With God's assistance, who the hearts of kings
Illumines, I will weigh your arguments,
And choose what best my judgment shall approve.

   [To BURLEIGH.

[Lord Burleigh's honest fears, I know it well,
Are but the offspring of his faithful care;
But yet, Lord Leicester has most truly said,
There is no need of haste; our enemy
Hath lost already her most dangerous sting--
The mighty arm of France: the fear that she
Might quickly be the victim of their zeal
Will curb the blind impatience of her friends.]


   [1] The picture of Ate, the goddess of mischief, we are acquainted
   with from Homer, II. v. 91, 130. I. 501. She is a daughter of
   Jupiter, and eager to prejudice every one, even the immortal gods.
   She counteracted Jupiter himself, on which account he seized her by
   her beautiful hair, and hurled her from heaven to the earth, where
   she now, striding over the heads of men, excites them to evil in
   order to involve them in calamity.--HERDER.

   Shakspeare has, in Julius Caesar, made a fine use of this image:--

   "And Caesar's spirit ranging for revenge
   with Ate by his side, come hot from hell,
   Shall in these confines, with a monarch's voice,
   Cry havoc, and let slip the dogs of war."

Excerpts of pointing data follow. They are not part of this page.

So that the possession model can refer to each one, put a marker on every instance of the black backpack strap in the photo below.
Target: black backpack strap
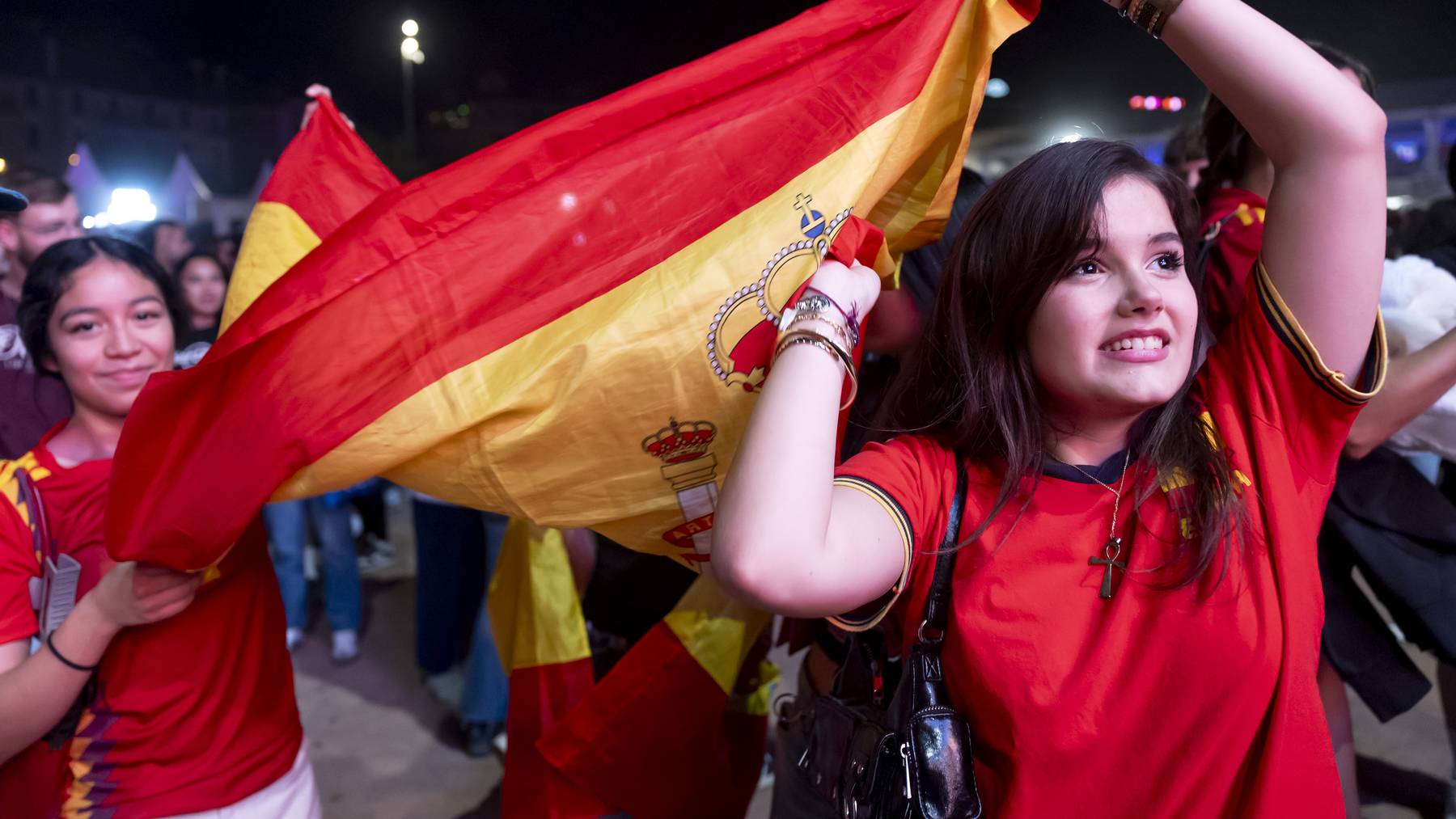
(938, 602)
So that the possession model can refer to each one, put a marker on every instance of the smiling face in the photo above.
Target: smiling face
(108, 332)
(1115, 335)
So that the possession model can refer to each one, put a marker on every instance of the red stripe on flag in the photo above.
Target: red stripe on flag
(657, 739)
(531, 787)
(451, 267)
(327, 174)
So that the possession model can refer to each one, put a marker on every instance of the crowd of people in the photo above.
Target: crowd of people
(1164, 391)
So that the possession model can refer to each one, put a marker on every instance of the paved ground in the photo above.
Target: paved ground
(385, 748)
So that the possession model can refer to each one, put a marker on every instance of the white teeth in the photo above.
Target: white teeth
(1141, 342)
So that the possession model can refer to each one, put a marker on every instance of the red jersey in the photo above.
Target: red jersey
(1190, 703)
(1239, 218)
(193, 713)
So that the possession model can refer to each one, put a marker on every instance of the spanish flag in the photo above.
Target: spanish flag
(324, 178)
(542, 639)
(569, 326)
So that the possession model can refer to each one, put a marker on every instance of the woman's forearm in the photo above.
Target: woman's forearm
(1324, 240)
(1290, 99)
(1412, 383)
(775, 507)
(36, 694)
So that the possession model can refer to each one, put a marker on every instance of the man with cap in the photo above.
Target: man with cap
(29, 402)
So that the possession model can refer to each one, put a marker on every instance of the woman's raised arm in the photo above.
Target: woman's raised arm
(784, 537)
(1324, 242)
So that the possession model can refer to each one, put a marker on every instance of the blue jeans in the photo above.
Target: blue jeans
(287, 531)
(485, 684)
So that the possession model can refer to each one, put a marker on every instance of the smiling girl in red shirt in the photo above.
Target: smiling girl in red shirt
(1136, 607)
(193, 711)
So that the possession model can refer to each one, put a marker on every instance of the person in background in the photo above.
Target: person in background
(203, 284)
(167, 242)
(289, 524)
(1186, 154)
(175, 688)
(1357, 646)
(376, 553)
(1234, 192)
(226, 251)
(456, 549)
(29, 403)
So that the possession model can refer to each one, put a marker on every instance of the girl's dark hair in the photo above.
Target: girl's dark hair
(1228, 143)
(49, 278)
(970, 383)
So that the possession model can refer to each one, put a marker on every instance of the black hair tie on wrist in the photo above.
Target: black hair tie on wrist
(66, 662)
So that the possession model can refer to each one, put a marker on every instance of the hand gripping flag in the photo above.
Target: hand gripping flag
(569, 326)
(324, 176)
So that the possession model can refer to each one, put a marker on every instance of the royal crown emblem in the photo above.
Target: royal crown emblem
(742, 335)
(677, 442)
(691, 471)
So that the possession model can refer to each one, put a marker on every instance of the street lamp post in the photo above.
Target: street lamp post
(409, 56)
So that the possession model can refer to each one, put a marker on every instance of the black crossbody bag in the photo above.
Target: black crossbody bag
(909, 758)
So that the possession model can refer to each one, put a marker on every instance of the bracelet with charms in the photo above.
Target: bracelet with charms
(839, 329)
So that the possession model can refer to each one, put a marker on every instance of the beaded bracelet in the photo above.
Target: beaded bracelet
(839, 329)
(1150, 15)
(849, 316)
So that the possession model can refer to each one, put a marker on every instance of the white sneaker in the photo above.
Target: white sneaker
(345, 646)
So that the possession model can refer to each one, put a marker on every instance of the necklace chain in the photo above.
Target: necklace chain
(1117, 493)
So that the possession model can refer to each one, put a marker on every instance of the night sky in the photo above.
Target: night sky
(1077, 65)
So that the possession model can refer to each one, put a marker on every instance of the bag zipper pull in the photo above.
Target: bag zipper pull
(904, 757)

   I need not point out to the reader the beautiful propriety of
   introducing the evil spirit on this occasion.--TRANSLATOR.



SCENE IV.


   Enter SIR AMIAS PAULET and MORTIMER.

ELIZABETH.
There's Sir Amias Paulet; noble sir,
What tidings bring you?

PAULET.
             Gracious sovereign,
My nephew, who but lately is returned
From foreign travel, kneels before thy feet,
And offers thee his first and earliest homage,
Grant him thy royal grace, and let him grow
And flourish in the sunshine of thy favor.

MORTIMER (kneeling on one knee).
Long live my royal mistress! Happiness
And glory from a crown to grace her brows!

ELIZABETH.
Arise, sir knight; and welcome here in England;
You've made, I hear, the tour, have been in France
And Rome, and tarried, too, some time at Rheims:
Tell me what plots our enemies are hatching?

MORTIMER.
May God confound them all! And may the darts
Which they shall aim against my sovereign,
Recoiling, strike their own perfidious breasts!

ELIZABETH.
Did you see Morgan, and the wily Bishop
Of Ross?


MORTIMER.
     I saw, my queen, all Scottish exiles
Who forge at Rheims their plots against this realm.
I stole into their confidence in hopes
To learn some hint of their conspiracies.

PAULET.
Private despatches they intrusted to him,
In cyphers, for the Queen of Scots, which he,
With loyal hand, hath given up to us.

ELIZABETH.
Say, what are then their latest plans of treason?

MORTIMER.
It struck them all as 'twere a thunderbolt,
That France should leave them, and with England close
This firm alliance; now they turn their hopes
Towards Spain----

ELIZABETH.
         This, Walsingham hath written us.

MORTIMER.
Besides, a bull, which from the Vatican
Pope Sixtus lately levelled at thy throne,
Arrived at Rheims, as I was leaving it;
With the next ship we may expect it here.

LEICESTER.
England no more is frightened by such arms.

BURLEIGH.
They're always dangerous in bigots' hands.

ELIZABETH (looking steadfastly at MORTIMER).
Your enemies have said that you frequented
The schools at Rheims, and have abjured your faith.